I expected she would move in with me last June, but she called and refused. She didn’t want to leave her community or her friends. She had book clubs and garden club and Friends of the Library, she said. I had time last summer, time to orient her to Bellingham, time to sign her up for services, time to drive her to appointments. But she couldn’t quite marshal her resources, became overwhelmed at the monumental task of packing up her house, of sloughing off unnecessary items, of sorting through the detritus. My brother and I showed up last Mother’s Day weekend and hauled a ton of stuff to Goodwill and the dump. We divvied up her Waterford crystal and boxed up the china to be auctioned off on Ebay. I prepared her room in my house, but she didn’t come in June. She didn’t come in July or August either. And when I asked, she told me she was too tired to pack, too overwhelmed to organize the boxes.
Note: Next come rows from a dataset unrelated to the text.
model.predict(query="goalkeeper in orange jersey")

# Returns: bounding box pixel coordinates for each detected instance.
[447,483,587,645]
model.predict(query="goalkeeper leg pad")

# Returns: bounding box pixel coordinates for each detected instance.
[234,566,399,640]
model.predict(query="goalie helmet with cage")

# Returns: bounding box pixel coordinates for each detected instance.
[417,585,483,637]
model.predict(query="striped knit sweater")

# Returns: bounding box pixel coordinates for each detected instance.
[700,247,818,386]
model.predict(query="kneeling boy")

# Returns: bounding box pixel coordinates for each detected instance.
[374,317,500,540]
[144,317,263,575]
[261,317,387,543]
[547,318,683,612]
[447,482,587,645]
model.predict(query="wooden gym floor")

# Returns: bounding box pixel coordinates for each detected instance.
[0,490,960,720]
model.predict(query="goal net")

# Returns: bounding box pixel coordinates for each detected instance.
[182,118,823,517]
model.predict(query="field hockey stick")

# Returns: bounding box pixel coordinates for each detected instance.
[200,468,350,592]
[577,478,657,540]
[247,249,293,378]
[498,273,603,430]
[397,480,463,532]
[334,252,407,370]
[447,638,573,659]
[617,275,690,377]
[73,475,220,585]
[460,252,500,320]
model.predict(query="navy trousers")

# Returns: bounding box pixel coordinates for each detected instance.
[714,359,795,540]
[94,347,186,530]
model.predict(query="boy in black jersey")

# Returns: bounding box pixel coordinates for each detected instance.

Her friends kept calling. She shouldn’t be driving, they said. She tells the same stories over and over, they said. As if I hadn’t noticed that. Each phone call was the same as the last. Each conversation might as well have been a recording of the previous one. She couldn’t muster the energy or wherewithal to travel. She had missed Thanksgiving and Christmas the previous years. She told her friends she hadn’t been invited. She told her children she didn’t feel like traveling. I know now that she couldn’t get organized, couldn’t leave her dog, didn’t know what to do to get ready.

My mother eats off of small plates. She only will use a small fork. Her life is getting smaller. The walls are closing in. On both of us.

Haibun
My mother has become an old woman before my eyes, aging into forgetfulness and dementia, a victim now of ancient routines. She flutters toward the light, safe and trapped simultaneously, unable to escape the confines of what little remains, the walls of her cerebrum wiped smooth, scrubbed of the dust and fluff of daily nuances, the surfaces there papered only in history, teflon to what is new. She hunkers inward, shuttering her blinds, while painting on a brave façade.